Incidents involving elephants killing people or destroying their crops have accounted for the bulk of cases of human-wildlife conflict reported in Zimbabwe so far this year, as the country continues to grapple with an overpopulation of the jumbos, according to the Zimbabwe National Parks and Wildlife Management Authority (ZIMPARKS), the Xinhua news agency reported.
Every year on August 12, the World Elephant Day is observed across the world. The day aims to spread awareness about the plight of elephants and identify their importance in the ecosystem.
ZIMPARKS spokesperson Tinashe Farawo said in an interview on Wednesday that his organisation relies heavily on income from tourism to conserve and manage elephants but tourism had been badly affected by the pandemic.

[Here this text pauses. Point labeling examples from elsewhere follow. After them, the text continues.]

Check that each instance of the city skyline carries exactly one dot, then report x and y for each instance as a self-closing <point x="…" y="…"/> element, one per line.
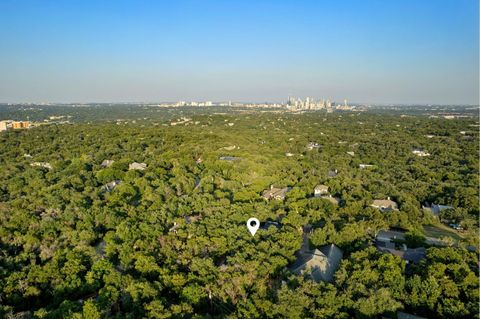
<point x="373" y="52"/>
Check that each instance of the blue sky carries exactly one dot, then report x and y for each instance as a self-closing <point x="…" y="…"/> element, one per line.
<point x="371" y="51"/>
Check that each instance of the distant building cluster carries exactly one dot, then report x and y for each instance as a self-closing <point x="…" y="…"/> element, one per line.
<point x="292" y="104"/>
<point x="296" y="104"/>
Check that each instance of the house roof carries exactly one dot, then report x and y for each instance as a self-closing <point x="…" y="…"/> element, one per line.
<point x="384" y="203"/>
<point x="331" y="199"/>
<point x="139" y="166"/>
<point x="321" y="263"/>
<point x="321" y="188"/>
<point x="414" y="255"/>
<point x="404" y="315"/>
<point x="275" y="193"/>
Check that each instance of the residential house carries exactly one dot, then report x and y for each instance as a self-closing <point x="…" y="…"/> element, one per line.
<point x="42" y="164"/>
<point x="385" y="205"/>
<point x="331" y="199"/>
<point x="333" y="173"/>
<point x="20" y="124"/>
<point x="320" y="190"/>
<point x="321" y="264"/>
<point x="107" y="163"/>
<point x="436" y="209"/>
<point x="111" y="186"/>
<point x="275" y="193"/>
<point x="266" y="225"/>
<point x="420" y="152"/>
<point x="313" y="145"/>
<point x="385" y="242"/>
<point x="137" y="166"/>
<point x="410" y="255"/>
<point x="363" y="166"/>
<point x="404" y="315"/>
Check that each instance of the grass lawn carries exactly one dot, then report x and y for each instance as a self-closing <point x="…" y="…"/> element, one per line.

The organisation had received over 1,000 distress calls from affected members of the community since the start of the year, and over the last five years, nearly 400 people have been killed in incidents of human-wildlife conflict. Of the 400 deaths, about 50 percent are due to conflict with elephants, Farawo said. “We have had to revise our budget in some cases by up to 80 percent. We rely on tourism for funding and tourism is as good as dead. We do require funding to fight poaching, for law enforcement and research,” Farawo said. He said that Zimbabwe’s success story in wildlife conservation is inadvertently posing serious challenges, as cases of human-wildlife conflict increase.
Currently, Zimbabwe has a population of over 100,000 elephants against an ecological carrying capacity of 45,000. The jumbos are located in four main ecological zones, and two of the zones suffer from overpopulation.
The four zones are northwest Matabeleland where the country’s biggest game park Hwange is located, southeast Lowveld where the second biggest park Gonarezhou is based, the Sebungwe region and mid-Zambezi in the northern part of the country. Of the four, northwest Matabeleland and southeast Lowveld have an overpopulation of elephants.
Hwange National Park, which is 14,650 square kilometers in geographical size, is a habitat to around 51,000 elephants against a carrying capacity of 15,000 elephants. Gonarezhou has an ecological carrying capacity of 5,000 elephants but is currently accommodating around 13,000 jumbos, Farawo said.